Gli adenovirus ricombinanti sono uno strumento versatile per l’erogazione el’espressione genica 12,13,14. Per indurre una forte espressione proteica mediante trasduzione adenovirale, la sequenza di codifica del gene di interesse è inserita nel genoma dell’adenovirus. Il sistema adenovirale AdEasy, sviluppato nel laboratorio di Bert Vogelstein, comprende un plasmide dorsale (pAdEasy-1) contenente la maggior parte del genoma del sierotipo 5 adenovirus di tipo selvatico e un vettore navetta (pAdTrack), progettato per la clonazione genica2,10. La cancellazione dei geni adenovirali E1 (responsabile dell’assemblaggio di particelle di virus infettivi) ed E3 (codificare proteine coinvolte nell’evadere l’immunità ospite) ha creato uno spazio nel genoma adenovirale, in cui può essere inserito un gene di interesse di 6,5-7,5 kb2,3. Questa dimensione è sufficiente per molti geni, specialmente per quelli con introni piùcorti 15,16,17. Ci sono anche ricercatori che riportano la produzione di adenovirus che trasportano il cDNA di un transgene18,19,20. Tuttavia, abbiamo ottenuto una resa inferiore di espressione transgena per gli adenovirus portatori di cDNA rispetto alle loro controparti che trasportano un gene o un mini-gene (dati non mostrati).

Migliorando e adattando i metodiprecedenti 2,10,14,18,21, la tecnologia per la produzione adenovirale richiede un tempo più breve, costi inferiori e meno sforzo. Il DNA adenovirale a tutta lunghezza è ottenuto ricombinando tra il vettore shuttle e il plasmide pAdEasy-1 nel ceppo E. coli incline alla ricombinazione omologa, BJ5183. Il protocollo implica la trasformazione chimica delle cellule AdEasier-1 (batteri BJ5183 contenenti pAdEasy-1). Questa tecnica non richiede un elettroporatore che potrebbe non essere disponibile in alcuni laboratori, è molto semplice, aumenta la resa di ricombinazione e riduce il tempo necessario per ottenere cellule competenti ed eseguire la trasformazione. La preselezione dei cloni ricombinanti eseguiti da PCR riduce ulteriormente i tempi e facilita l’intera procedura. Una procedura simile è stata utilizzata da Zhao e colleghi22, tuttavia, nel protocollo, abbiamo ottimizzato le sequenze dei primer.

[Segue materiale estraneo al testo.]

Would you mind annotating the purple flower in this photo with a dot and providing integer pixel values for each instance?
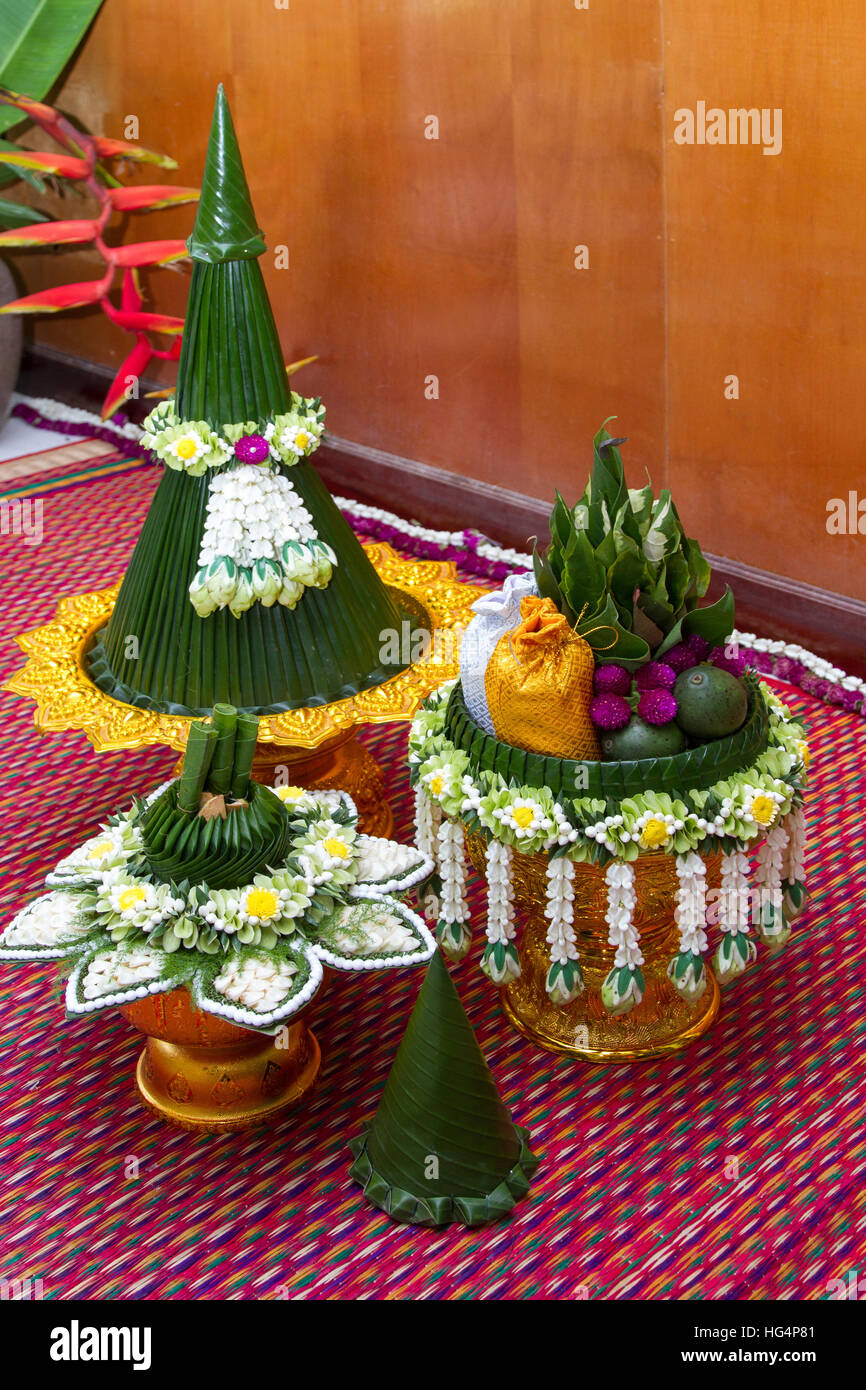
(612, 680)
(680, 658)
(656, 676)
(736, 665)
(656, 706)
(790, 670)
(609, 712)
(698, 645)
(252, 449)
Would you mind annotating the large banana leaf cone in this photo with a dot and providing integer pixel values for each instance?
(156, 651)
(441, 1146)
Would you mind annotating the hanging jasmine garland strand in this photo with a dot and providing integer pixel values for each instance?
(501, 961)
(259, 545)
(794, 880)
(452, 933)
(772, 926)
(428, 818)
(624, 983)
(736, 950)
(565, 980)
(687, 972)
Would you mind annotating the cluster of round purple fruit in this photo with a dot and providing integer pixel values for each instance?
(647, 697)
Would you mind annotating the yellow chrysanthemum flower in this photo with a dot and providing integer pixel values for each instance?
(763, 811)
(289, 792)
(129, 898)
(655, 833)
(263, 904)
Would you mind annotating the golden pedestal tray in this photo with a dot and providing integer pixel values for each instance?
(314, 747)
(196, 1070)
(203, 1073)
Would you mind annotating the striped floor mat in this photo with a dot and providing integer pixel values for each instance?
(734, 1171)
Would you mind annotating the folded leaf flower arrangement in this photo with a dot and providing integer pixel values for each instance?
(237, 891)
(603, 716)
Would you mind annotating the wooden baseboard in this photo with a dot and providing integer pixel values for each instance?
(829, 623)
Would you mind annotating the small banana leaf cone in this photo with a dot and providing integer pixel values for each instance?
(441, 1146)
(232, 370)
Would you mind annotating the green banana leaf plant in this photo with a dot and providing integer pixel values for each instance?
(79, 161)
(38, 38)
(622, 569)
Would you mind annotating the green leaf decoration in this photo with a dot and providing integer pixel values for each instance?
(102, 976)
(47, 929)
(214, 977)
(627, 546)
(267, 659)
(713, 623)
(223, 854)
(697, 767)
(225, 224)
(36, 41)
(441, 1146)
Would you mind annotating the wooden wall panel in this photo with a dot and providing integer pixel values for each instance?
(453, 257)
(414, 257)
(766, 282)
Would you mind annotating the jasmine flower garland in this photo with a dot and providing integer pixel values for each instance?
(499, 962)
(192, 446)
(259, 545)
(772, 926)
(687, 972)
(736, 951)
(623, 987)
(451, 930)
(794, 881)
(565, 980)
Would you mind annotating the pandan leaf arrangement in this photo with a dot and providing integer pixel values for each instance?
(237, 891)
(79, 161)
(620, 559)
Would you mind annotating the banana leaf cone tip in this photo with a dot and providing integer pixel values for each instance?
(442, 1146)
(231, 370)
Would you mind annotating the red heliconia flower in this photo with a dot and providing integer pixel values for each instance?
(79, 161)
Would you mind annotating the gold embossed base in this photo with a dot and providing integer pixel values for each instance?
(662, 1023)
(203, 1073)
(54, 674)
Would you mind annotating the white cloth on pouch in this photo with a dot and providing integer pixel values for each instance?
(495, 615)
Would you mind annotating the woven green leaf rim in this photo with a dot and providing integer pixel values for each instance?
(420, 1209)
(694, 769)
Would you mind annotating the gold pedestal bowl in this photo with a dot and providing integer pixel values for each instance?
(316, 745)
(203, 1073)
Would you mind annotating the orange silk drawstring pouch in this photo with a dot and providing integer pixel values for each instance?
(538, 685)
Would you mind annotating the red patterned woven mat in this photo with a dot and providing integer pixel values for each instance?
(733, 1171)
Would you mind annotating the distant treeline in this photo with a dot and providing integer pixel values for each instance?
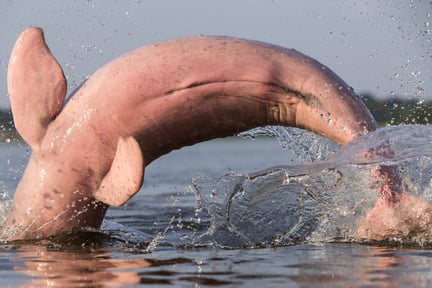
(397, 111)
(392, 111)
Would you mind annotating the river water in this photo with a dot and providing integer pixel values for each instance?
(209, 216)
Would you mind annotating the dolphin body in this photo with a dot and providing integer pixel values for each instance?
(92, 152)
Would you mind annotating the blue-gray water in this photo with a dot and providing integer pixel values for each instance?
(167, 236)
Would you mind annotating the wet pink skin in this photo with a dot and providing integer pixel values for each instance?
(91, 152)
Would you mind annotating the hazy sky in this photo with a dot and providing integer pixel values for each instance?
(381, 47)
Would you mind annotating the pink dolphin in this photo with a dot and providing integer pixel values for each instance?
(92, 152)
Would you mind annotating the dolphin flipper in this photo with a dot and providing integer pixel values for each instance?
(125, 176)
(36, 86)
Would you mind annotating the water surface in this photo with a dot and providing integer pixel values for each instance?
(176, 230)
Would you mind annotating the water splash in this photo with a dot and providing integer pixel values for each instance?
(321, 201)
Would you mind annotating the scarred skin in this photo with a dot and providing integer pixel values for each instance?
(91, 153)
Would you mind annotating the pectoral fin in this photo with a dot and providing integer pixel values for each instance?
(36, 85)
(125, 176)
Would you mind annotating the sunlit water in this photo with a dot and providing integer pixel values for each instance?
(202, 206)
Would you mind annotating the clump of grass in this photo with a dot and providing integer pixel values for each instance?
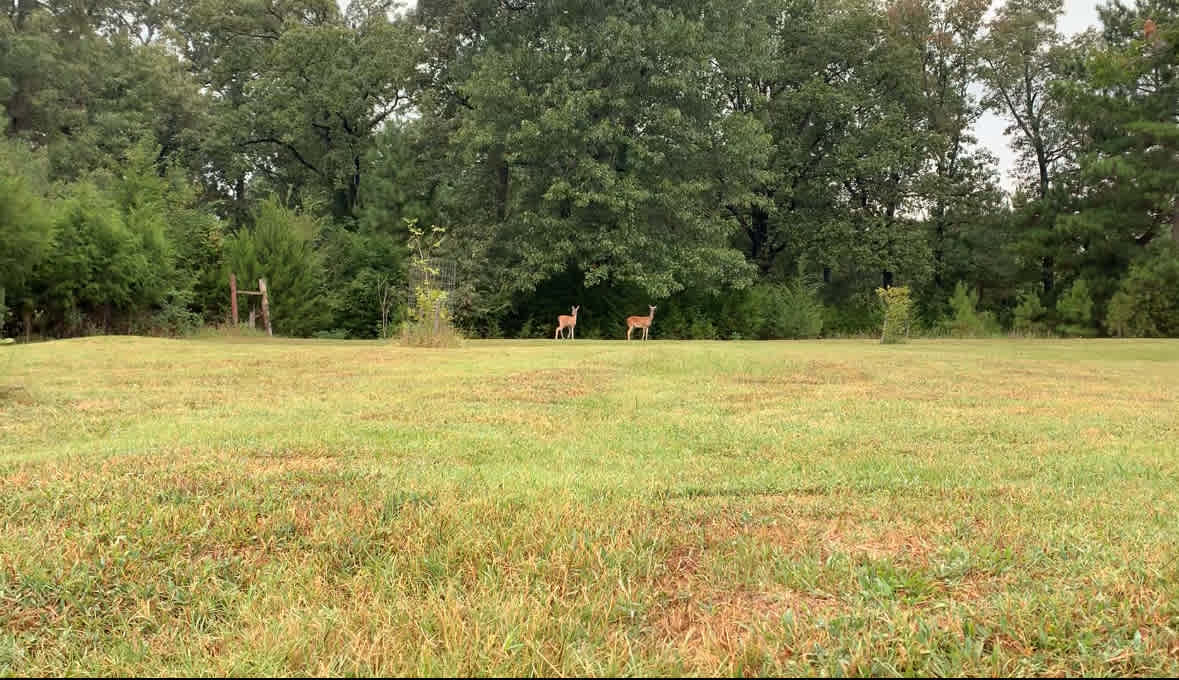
(274, 508)
(228, 331)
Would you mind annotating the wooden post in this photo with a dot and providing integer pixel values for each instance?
(265, 305)
(232, 296)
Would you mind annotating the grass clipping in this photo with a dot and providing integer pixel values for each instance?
(429, 323)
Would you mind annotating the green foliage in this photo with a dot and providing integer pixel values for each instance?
(430, 322)
(1147, 303)
(966, 319)
(612, 153)
(897, 314)
(1075, 311)
(1031, 315)
(25, 224)
(280, 249)
(176, 316)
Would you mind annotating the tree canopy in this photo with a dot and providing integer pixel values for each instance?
(755, 167)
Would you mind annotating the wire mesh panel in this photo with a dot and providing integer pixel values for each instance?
(435, 274)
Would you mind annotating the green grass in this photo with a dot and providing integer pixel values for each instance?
(283, 507)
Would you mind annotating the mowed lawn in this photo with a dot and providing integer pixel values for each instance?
(840, 507)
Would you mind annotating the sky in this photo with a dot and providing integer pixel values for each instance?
(1079, 15)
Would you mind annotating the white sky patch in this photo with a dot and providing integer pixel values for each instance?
(1078, 17)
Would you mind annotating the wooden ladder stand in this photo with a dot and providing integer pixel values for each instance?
(265, 299)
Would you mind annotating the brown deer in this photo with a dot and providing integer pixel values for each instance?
(567, 322)
(643, 322)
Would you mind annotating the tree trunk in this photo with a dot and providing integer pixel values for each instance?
(1174, 224)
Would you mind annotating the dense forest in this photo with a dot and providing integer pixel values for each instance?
(756, 169)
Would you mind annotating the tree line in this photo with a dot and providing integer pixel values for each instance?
(756, 169)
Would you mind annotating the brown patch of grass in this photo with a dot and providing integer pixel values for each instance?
(541, 387)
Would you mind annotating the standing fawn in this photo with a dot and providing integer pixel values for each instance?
(643, 322)
(567, 322)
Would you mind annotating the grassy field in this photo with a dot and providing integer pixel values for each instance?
(284, 507)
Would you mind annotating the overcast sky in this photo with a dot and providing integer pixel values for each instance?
(1079, 15)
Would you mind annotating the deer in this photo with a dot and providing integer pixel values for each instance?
(643, 322)
(567, 322)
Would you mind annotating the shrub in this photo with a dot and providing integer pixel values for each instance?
(1031, 315)
(967, 319)
(1075, 311)
(1146, 303)
(429, 323)
(897, 314)
(175, 316)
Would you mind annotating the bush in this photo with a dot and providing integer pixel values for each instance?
(429, 323)
(897, 314)
(967, 319)
(1075, 311)
(1146, 303)
(1031, 315)
(771, 311)
(278, 248)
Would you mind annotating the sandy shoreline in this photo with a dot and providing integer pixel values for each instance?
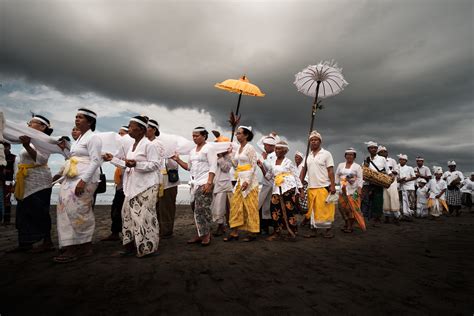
(424, 267)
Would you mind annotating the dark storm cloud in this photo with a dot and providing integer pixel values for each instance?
(409, 64)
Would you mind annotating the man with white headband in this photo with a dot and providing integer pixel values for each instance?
(76, 196)
(406, 178)
(265, 195)
(453, 179)
(372, 194)
(467, 192)
(119, 197)
(321, 183)
(437, 194)
(391, 200)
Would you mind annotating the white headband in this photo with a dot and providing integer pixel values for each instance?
(41, 120)
(154, 125)
(246, 127)
(269, 140)
(87, 113)
(138, 121)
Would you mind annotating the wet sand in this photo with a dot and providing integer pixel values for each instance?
(423, 267)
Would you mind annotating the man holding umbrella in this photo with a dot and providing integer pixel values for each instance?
(321, 183)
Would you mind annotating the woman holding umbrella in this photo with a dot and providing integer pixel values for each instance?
(286, 182)
(349, 175)
(244, 203)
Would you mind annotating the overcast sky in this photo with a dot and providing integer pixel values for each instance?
(409, 65)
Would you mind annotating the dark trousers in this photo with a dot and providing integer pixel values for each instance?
(116, 211)
(167, 210)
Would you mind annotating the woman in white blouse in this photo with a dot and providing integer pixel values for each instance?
(202, 166)
(33, 192)
(75, 217)
(349, 176)
(244, 203)
(140, 185)
(287, 186)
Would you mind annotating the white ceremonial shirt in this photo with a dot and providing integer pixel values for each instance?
(353, 175)
(291, 181)
(88, 149)
(449, 176)
(318, 165)
(201, 163)
(145, 174)
(406, 172)
(435, 187)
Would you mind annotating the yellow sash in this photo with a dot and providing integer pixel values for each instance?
(280, 178)
(20, 179)
(241, 168)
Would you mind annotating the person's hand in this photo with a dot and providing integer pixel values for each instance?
(80, 188)
(175, 157)
(130, 163)
(107, 157)
(208, 188)
(25, 140)
(301, 192)
(62, 144)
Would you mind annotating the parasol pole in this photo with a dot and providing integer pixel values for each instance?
(313, 114)
(236, 114)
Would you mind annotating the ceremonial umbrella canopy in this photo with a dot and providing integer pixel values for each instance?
(320, 81)
(241, 86)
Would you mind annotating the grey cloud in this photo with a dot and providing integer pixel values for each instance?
(409, 63)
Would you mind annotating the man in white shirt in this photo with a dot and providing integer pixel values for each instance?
(453, 179)
(467, 191)
(406, 178)
(265, 195)
(321, 183)
(372, 194)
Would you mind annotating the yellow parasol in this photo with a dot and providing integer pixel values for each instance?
(241, 86)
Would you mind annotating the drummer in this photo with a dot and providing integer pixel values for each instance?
(372, 194)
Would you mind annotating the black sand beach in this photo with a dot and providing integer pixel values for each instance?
(424, 267)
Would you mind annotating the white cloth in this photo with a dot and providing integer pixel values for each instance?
(145, 174)
(265, 194)
(38, 178)
(405, 173)
(435, 187)
(318, 176)
(201, 163)
(291, 181)
(353, 174)
(248, 156)
(449, 176)
(88, 146)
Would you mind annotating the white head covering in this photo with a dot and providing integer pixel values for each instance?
(315, 134)
(371, 144)
(350, 151)
(246, 127)
(402, 156)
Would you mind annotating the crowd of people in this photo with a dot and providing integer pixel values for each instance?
(225, 189)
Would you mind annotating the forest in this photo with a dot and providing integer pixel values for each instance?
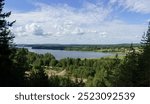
(21, 68)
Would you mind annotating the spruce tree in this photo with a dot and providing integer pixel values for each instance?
(144, 62)
(6, 45)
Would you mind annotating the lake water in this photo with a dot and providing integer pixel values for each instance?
(60, 54)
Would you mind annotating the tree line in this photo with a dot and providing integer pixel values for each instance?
(19, 67)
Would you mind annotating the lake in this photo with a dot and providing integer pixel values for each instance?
(60, 54)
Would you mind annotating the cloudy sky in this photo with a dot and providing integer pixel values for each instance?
(78, 21)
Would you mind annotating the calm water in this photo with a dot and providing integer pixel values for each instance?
(60, 54)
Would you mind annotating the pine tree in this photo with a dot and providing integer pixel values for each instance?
(6, 45)
(144, 62)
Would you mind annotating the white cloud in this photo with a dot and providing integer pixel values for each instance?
(139, 6)
(64, 24)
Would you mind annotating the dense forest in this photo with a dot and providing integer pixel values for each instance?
(117, 48)
(19, 67)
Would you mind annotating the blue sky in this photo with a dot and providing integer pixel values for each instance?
(79, 21)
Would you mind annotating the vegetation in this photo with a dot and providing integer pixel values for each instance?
(19, 67)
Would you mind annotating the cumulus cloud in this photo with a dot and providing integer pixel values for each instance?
(65, 24)
(139, 6)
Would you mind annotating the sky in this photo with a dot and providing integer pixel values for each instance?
(78, 21)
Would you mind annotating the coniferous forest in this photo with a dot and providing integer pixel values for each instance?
(19, 67)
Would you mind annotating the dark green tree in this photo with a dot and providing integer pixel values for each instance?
(144, 61)
(129, 73)
(6, 48)
(38, 78)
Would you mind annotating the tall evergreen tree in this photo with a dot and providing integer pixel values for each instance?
(6, 45)
(144, 62)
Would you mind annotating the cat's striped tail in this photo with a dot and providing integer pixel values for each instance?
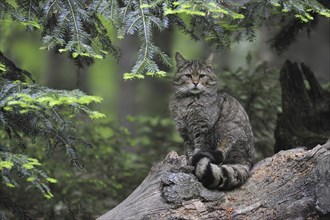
(224, 176)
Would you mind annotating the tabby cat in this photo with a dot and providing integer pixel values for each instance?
(217, 134)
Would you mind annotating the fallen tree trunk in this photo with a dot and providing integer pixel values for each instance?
(290, 184)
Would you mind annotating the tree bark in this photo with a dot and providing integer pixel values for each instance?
(305, 117)
(290, 184)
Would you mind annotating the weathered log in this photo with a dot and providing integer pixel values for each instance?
(291, 184)
(305, 117)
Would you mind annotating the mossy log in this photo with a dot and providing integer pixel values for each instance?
(292, 184)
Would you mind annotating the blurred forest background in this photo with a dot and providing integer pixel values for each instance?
(137, 130)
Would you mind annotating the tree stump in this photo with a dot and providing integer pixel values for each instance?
(290, 184)
(305, 117)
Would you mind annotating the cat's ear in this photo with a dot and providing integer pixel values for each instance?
(180, 61)
(209, 59)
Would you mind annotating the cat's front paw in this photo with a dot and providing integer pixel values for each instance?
(207, 173)
(215, 157)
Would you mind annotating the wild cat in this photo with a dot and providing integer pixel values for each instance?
(216, 130)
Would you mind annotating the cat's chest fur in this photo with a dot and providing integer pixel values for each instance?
(201, 108)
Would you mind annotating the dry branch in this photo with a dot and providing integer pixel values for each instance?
(290, 184)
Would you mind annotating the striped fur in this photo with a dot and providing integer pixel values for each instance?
(216, 130)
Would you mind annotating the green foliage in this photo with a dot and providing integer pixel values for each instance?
(25, 168)
(257, 88)
(77, 26)
(155, 137)
(303, 9)
(32, 110)
(112, 172)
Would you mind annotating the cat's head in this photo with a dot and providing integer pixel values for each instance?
(194, 76)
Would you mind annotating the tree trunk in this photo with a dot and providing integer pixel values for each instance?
(305, 117)
(290, 184)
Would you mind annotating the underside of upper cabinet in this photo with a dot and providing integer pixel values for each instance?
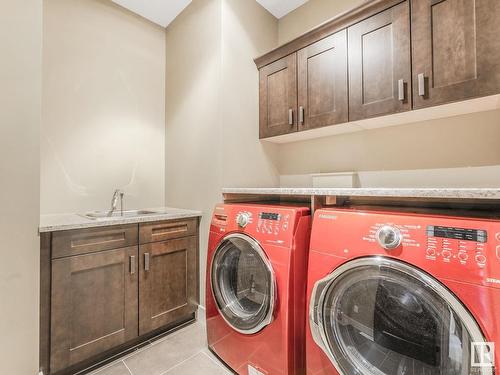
(383, 58)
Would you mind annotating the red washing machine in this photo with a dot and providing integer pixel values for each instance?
(394, 293)
(256, 289)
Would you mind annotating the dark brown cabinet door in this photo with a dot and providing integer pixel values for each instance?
(456, 50)
(278, 97)
(94, 305)
(322, 82)
(168, 282)
(379, 64)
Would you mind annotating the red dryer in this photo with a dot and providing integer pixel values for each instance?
(256, 285)
(392, 293)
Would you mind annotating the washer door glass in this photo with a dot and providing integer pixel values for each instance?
(243, 284)
(386, 317)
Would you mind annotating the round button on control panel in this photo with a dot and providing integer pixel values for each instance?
(480, 259)
(243, 219)
(389, 237)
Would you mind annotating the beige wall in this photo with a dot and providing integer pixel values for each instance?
(212, 105)
(103, 107)
(310, 15)
(458, 142)
(20, 97)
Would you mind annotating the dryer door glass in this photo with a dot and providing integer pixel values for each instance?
(380, 316)
(243, 284)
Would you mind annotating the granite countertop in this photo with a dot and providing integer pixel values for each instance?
(59, 222)
(445, 193)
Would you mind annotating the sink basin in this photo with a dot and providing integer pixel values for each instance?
(96, 215)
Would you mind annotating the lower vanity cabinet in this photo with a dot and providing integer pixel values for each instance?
(94, 305)
(168, 282)
(97, 300)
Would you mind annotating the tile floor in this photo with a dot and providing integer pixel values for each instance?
(183, 352)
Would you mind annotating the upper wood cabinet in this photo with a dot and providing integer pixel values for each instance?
(322, 82)
(456, 50)
(94, 305)
(278, 97)
(379, 64)
(401, 55)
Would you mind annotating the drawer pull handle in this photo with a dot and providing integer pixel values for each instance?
(421, 84)
(401, 90)
(132, 264)
(172, 229)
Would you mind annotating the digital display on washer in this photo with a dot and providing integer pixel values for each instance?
(461, 234)
(269, 216)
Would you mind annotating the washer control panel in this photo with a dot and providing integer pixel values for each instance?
(273, 223)
(269, 224)
(453, 244)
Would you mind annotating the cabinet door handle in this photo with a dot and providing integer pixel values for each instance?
(401, 90)
(132, 264)
(421, 84)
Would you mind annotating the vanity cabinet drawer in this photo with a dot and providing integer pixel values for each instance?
(166, 230)
(85, 241)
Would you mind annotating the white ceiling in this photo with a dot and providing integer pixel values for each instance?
(280, 8)
(162, 12)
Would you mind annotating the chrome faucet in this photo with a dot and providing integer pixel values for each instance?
(114, 202)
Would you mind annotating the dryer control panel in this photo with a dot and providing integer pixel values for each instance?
(461, 249)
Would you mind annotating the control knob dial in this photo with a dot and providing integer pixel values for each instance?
(389, 237)
(243, 219)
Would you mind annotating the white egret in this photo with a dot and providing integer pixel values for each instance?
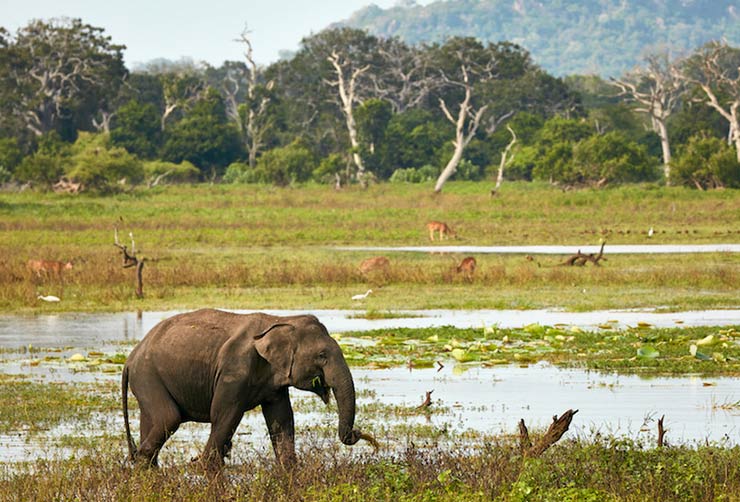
(362, 296)
(49, 298)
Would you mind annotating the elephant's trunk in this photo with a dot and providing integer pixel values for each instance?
(339, 378)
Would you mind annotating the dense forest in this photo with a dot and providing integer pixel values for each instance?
(565, 37)
(350, 107)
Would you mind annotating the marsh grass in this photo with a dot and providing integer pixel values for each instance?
(265, 247)
(574, 469)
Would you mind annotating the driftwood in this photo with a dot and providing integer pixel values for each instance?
(427, 400)
(557, 428)
(66, 186)
(131, 260)
(580, 259)
(661, 432)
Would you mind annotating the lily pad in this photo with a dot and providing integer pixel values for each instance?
(647, 352)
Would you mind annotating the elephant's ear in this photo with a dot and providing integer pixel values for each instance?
(277, 345)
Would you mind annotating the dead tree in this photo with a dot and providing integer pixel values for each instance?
(580, 259)
(661, 432)
(714, 69)
(347, 79)
(505, 159)
(254, 121)
(466, 125)
(131, 260)
(427, 400)
(657, 91)
(558, 427)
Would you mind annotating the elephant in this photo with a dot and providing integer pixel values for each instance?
(212, 366)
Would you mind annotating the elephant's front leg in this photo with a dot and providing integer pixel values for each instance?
(224, 421)
(278, 415)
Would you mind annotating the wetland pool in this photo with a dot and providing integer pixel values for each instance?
(485, 400)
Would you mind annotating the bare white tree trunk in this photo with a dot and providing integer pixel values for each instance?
(730, 114)
(657, 90)
(505, 159)
(463, 134)
(103, 125)
(257, 124)
(347, 94)
(666, 147)
(715, 78)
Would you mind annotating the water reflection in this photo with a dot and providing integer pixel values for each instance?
(612, 249)
(486, 400)
(92, 330)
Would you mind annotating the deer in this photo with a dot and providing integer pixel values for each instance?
(48, 267)
(375, 263)
(467, 267)
(442, 228)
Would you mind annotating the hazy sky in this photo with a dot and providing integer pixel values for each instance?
(204, 31)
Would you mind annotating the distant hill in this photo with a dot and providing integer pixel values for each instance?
(604, 37)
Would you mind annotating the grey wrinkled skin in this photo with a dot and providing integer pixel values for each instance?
(212, 366)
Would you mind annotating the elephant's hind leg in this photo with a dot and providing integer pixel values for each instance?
(157, 425)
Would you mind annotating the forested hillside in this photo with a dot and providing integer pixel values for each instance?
(352, 107)
(604, 37)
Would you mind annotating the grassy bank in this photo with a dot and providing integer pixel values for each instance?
(573, 470)
(266, 247)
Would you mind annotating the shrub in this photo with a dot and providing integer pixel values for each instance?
(240, 172)
(101, 167)
(169, 172)
(10, 155)
(47, 164)
(288, 164)
(706, 162)
(597, 160)
(414, 174)
(521, 165)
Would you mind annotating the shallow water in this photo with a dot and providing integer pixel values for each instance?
(100, 331)
(611, 249)
(488, 400)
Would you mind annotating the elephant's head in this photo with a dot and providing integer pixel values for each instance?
(302, 354)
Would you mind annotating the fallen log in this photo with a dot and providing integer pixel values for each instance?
(580, 259)
(558, 427)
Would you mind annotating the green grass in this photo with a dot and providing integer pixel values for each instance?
(573, 470)
(266, 247)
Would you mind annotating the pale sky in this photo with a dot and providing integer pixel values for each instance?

Per l’imballaggio e l’amplificazione del GFP-adenovirus, è stata utilizzata una linea cellulare derivata HEK293, vale a dire cellule AD293, che sono più aderenti alla piastra di coltura. Altre linee cellulari comunemente utilizzate per la produzione adenovirale sono le seguenti: 911, 293FT, pTG6559 (derivato A549), PER. C6 (derivata HER), GH329 (derivata di HeLa), N52. E6, e HeLa-E123,24,25,26. Nelle nostre mani, non è stato ottenuto alcun miglioramento nella produzione adenovirale quando sono state utilizzate 911 cellule (dati non mostrati). La trasfezione delle cellule AD293 con il plasmide ricombinante utilizzando il reagente K2 ha aumentato notevolmente l’efficienza della fase di confezionamento virale. Dopo la produzione di adenovirus, fino a ~ 70% dell’adenovirus è ancora all’interno delle cellule e viene rilasciato da tre cicli di congelamento e scongelamento. Aumentare il numero di cicli non è adatto perché distrugge l’adenovirus.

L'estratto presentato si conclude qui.